Objective assessment of inflammatory reactions in the gastrointestinal tract could be useful in the diagnosis of food hypersensitivity. The aim of the present study was to investigate the involvement of eosinophils and mast cells in the inflammatory response of patients with food hypersensitivity before and after food challenges.

METHODS

Eleven patients (4 with IgE-mediated allergy and 7 without) with food hypersensitivity and positive double-blind, placebo-controlled food challenge were subjected to food challenge in a single-blinded fashion. Four subjects with no known food hypersensitivity were recruited as controls. Placebo was given after a 1-week washout period followed by an active dose. Stool, urinary and serum samples were collected and symptoms were recorded in a diary. Fecal samples were analyzed for eosinophil protein X (F-EPX) and tryptase; urinary samples for EPX (U-EPX) and leukotriene E4 (U-LTE4) and serum samples were analyzed for eotaxin and food-specific IgE antibodies.

RESULTS

Patients with IgE-mediated food allergy had increased levels of F-EPX compared to controls and tended to have lower serum levels of eotaxin compared to non-allergic patients and controls.
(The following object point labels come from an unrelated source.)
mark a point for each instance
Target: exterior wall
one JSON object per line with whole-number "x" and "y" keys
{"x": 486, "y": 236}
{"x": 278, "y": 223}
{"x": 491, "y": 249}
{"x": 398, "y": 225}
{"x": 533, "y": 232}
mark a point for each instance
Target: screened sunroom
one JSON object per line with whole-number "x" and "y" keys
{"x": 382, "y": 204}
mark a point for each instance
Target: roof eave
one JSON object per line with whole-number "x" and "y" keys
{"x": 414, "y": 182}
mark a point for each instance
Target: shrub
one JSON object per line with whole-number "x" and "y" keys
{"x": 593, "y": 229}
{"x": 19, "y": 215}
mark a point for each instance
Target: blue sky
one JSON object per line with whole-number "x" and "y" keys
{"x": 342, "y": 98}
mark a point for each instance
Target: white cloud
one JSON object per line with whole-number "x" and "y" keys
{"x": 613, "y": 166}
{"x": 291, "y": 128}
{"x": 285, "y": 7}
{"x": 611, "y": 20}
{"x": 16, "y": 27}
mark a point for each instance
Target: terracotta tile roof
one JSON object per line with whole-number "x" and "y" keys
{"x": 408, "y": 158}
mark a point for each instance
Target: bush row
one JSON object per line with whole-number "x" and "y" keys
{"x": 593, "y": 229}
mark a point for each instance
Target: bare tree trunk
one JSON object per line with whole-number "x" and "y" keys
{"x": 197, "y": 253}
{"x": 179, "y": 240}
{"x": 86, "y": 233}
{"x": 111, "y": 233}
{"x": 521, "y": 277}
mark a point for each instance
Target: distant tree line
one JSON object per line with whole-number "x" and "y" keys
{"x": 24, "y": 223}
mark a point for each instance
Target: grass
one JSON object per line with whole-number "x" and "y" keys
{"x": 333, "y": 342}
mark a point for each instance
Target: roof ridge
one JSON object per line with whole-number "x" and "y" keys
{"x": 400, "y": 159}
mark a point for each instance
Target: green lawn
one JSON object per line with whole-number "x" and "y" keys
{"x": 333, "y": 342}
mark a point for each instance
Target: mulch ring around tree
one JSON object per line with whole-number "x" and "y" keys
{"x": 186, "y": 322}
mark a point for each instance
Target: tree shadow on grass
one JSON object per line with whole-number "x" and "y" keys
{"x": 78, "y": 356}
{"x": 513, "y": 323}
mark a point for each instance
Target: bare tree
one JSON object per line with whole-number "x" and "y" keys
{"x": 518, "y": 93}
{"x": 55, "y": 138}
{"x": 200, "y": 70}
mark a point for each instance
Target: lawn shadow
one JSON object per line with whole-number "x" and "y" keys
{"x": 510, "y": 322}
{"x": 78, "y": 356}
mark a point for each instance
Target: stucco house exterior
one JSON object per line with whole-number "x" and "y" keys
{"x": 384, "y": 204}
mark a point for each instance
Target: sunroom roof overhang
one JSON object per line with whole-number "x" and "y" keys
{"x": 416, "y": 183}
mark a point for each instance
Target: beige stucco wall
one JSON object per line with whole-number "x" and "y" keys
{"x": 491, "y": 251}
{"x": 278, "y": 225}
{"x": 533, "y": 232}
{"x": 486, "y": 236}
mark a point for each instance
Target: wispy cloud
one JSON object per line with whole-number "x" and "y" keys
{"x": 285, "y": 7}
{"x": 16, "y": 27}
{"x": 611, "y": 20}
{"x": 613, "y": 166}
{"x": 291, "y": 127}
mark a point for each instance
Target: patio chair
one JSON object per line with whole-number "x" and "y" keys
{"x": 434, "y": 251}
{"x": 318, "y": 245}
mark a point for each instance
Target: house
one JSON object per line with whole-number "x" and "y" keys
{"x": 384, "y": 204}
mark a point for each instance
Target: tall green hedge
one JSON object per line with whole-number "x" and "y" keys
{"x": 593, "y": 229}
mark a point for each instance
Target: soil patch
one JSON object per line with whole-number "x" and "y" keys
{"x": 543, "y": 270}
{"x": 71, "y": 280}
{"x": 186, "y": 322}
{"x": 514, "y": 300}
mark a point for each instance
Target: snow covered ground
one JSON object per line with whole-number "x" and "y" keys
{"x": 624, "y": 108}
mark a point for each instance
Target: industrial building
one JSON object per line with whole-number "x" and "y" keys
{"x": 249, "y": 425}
U-LTE4 was significantly higher in allergic patients compared to non-allergic patients after challenge. Moreover, F-EPX correlated to U-LTE4 (p = 0.011). Reported symptoms, abdominal pain, distension, flatulence and nausea were similar in the allergic and non-allergic patients.

CONCLUSIONS

The results strongly indicate that eosinophils are activated in the gastrointestinal tract of food-allergic patients but not in patients with non-allergic food hypersensitivity. Due to the inconsistent pattern of symptoms after placebo and active food challenge, it was not possible to relate the levels of inflammation markers to the recorded symptoms.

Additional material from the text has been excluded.